A moment later, the flight plan reappeared, signed.

She folded her arms and raised an eyebrow. I unstrapped. “On my way.”

And there he was, in the first row of First Class, near the window on the starboard side. Face to face with Captain James T. Kirk. In civvies, of course.

And here’s what he said: click here for the audio.

Okay, that’s my lame rendition of what he said but you probably get my drift, right?

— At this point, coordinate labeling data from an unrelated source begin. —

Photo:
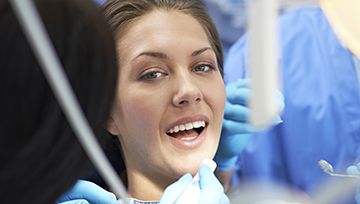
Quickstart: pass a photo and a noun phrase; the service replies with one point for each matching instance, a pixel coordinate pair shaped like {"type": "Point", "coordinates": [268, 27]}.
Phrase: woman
{"type": "Point", "coordinates": [41, 157]}
{"type": "Point", "coordinates": [170, 100]}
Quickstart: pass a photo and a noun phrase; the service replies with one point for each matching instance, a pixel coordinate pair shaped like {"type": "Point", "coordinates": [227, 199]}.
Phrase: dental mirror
{"type": "Point", "coordinates": [327, 168]}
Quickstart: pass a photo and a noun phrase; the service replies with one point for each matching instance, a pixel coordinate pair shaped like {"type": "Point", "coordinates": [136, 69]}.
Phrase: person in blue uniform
{"type": "Point", "coordinates": [321, 119]}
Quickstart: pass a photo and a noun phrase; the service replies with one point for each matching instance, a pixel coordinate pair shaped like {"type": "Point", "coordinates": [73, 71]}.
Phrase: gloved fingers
{"type": "Point", "coordinates": [173, 192]}
{"type": "Point", "coordinates": [80, 201]}
{"type": "Point", "coordinates": [233, 127]}
{"type": "Point", "coordinates": [236, 112]}
{"type": "Point", "coordinates": [211, 189]}
{"type": "Point", "coordinates": [225, 199]}
{"type": "Point", "coordinates": [352, 170]}
{"type": "Point", "coordinates": [91, 192]}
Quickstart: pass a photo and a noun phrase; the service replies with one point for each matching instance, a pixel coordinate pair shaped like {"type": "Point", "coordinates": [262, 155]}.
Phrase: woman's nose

Anyway, I explained to him that it was only a matter of finishing up the paperwork, which should only be pretty quick. And whether he knew it or not, this was the last flight to Burbank. There was an LAX flight leaving later, but he’d still have to beam up to Burbank for his bags. I didn’t say that aloud though.

He thanked me for the information and told me to give his best to Catherine. What a class act he was.

And now I understand how things worked on the Starship Enterprise. You know how the embarkation to “boldly go” to a new and strange planet occurred on the old Star Trek show–the usual crewmembers readied themselves for beaming down in the transporter room.

There’d be Kirk, Spock, the Doc and then some no-name extra guy getting lined up for Scotty beam to beam them down. And you the viewer just knew the extra guy wasn’t coming back.

That’s so Bones could deliver some harsh news:

And Kirk could wax philosophical about the danger of exploration and high flight:

And that, I suppose, is as good a reason as any to be the captain of a Starship. Or a jetliner.

Heck, I’d follow him to the alien planet’s surface just to get to hang out with him a little longer. But after we landed on the not so strange world of Burbank (well, maybe it is a little odd), we left Mr. Shatner with his limo driver to wait for his bags.

And we boldly went to the usual layover hotel for a good twelve hour rest so as to be ready to fly again the next day.

Why? Because as Captain Kirk put it, “I have to, mister.”